I just put my last training session in the UK (definitely for the foreseeable future and possibly for a lot longer) behind me. Gi, working full guard. Not my favourite place to play but sometimes you’ve got to pay attention to your weak points so they don’t become glaring holes.

This last session signals the end of a five plus year stint training Jiu Jitsu along the South Coast of the UK. From first being introduced to Brazilian Jiu Jitsu in Thailand (of all places) on a previous trip, I started training in my new home of Bournemouth a few years after. Since then it’s become a cornerstone of my training, and my life in a way that I didn’t see coming. A lot of other hobbies and interests fell by the wayside in order to get more time the mats.

The last session also signals the start of something new. A trip, starting in South Africa and with no fixed end point.

Starting something new, breaking a routine and just generally throwing out your old way of life can be really difficult. Often not for the reasons you expect. I dreamed about a life filled with sun, surf and jiu jitsu in exotic places while behind my desk in the middle of the UK’s winter. Especially on those grey days where it seems to rain for a constant week. Now during my last training session during one of those grey days, I find myself focusing on everything i’m going to miss. You make a lot of great friends training Jiu Jitsu, maybe it’s the common interest factor. Or maybe it’s the fact that it’s impossible not to get to know someone when you’re both trying to choke each other a couple of times a week.

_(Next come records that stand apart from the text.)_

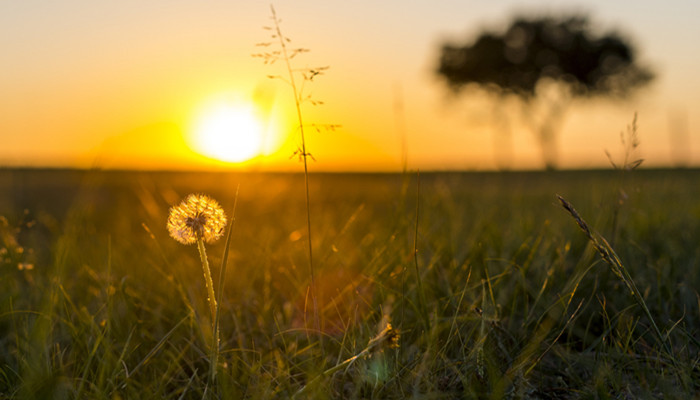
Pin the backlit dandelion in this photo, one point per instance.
(199, 219)
(198, 216)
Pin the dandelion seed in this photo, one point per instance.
(198, 216)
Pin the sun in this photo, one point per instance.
(228, 132)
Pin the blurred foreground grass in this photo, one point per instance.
(98, 302)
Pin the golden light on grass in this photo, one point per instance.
(229, 132)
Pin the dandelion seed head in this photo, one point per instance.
(198, 216)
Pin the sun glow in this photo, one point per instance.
(229, 132)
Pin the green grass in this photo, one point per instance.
(513, 300)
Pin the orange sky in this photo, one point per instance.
(118, 85)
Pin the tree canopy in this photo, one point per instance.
(530, 50)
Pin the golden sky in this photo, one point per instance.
(121, 84)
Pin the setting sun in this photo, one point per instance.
(228, 132)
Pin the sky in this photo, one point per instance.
(98, 84)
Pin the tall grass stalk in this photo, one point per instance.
(610, 257)
(303, 154)
(421, 292)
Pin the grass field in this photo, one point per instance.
(504, 298)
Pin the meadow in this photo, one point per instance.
(490, 287)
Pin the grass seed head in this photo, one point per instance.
(198, 216)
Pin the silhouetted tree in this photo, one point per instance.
(545, 62)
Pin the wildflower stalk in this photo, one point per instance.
(196, 220)
(207, 278)
(212, 307)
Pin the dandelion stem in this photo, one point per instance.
(212, 305)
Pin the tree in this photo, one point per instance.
(545, 63)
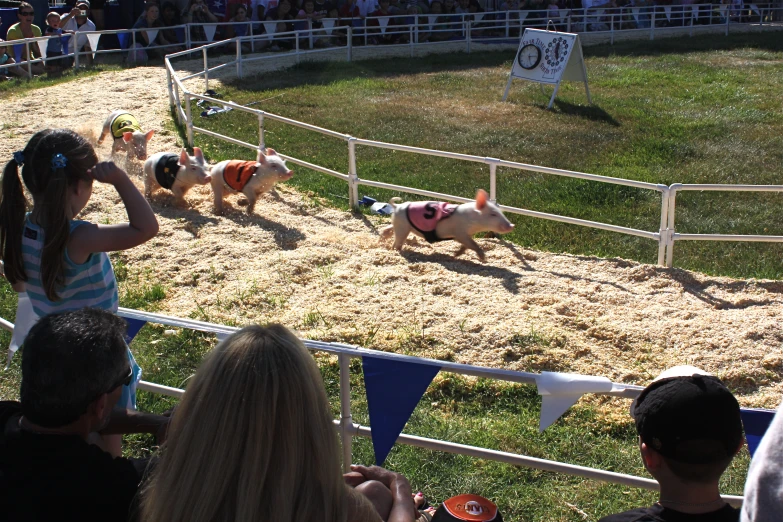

Either way between the comfort of a routine, and all the good bits about the training, the people, the work, the summers (I can live without the winters) of the life I have here are at the front of my mind and the road ahead looks scary, unknown and uncomfortable. I remind myself though, but this is exactly why you must go.

It’s easy to show up and do something you don’t care about, there’s no resistance, no fear. Doing something you love? That’s tough. When far off, it feels like you all you want to do, when it’s hours away, you’ll talk yourself out of it and question everything. That always seems to be trick of the mind for anything worth doing, and nothing is more worth doing than completely stepping out of your old routine, your comforts, your friends, your training partners in search of some adventure.

So i’ve packed the essentials. A laptop so I can continue to design and build websites from the road. Throw a Gi on top of the bag and i’m ready. Just twenty or so hours of travel away from a new continent, new weather and new days.

The last Gi session with these South Coast killers!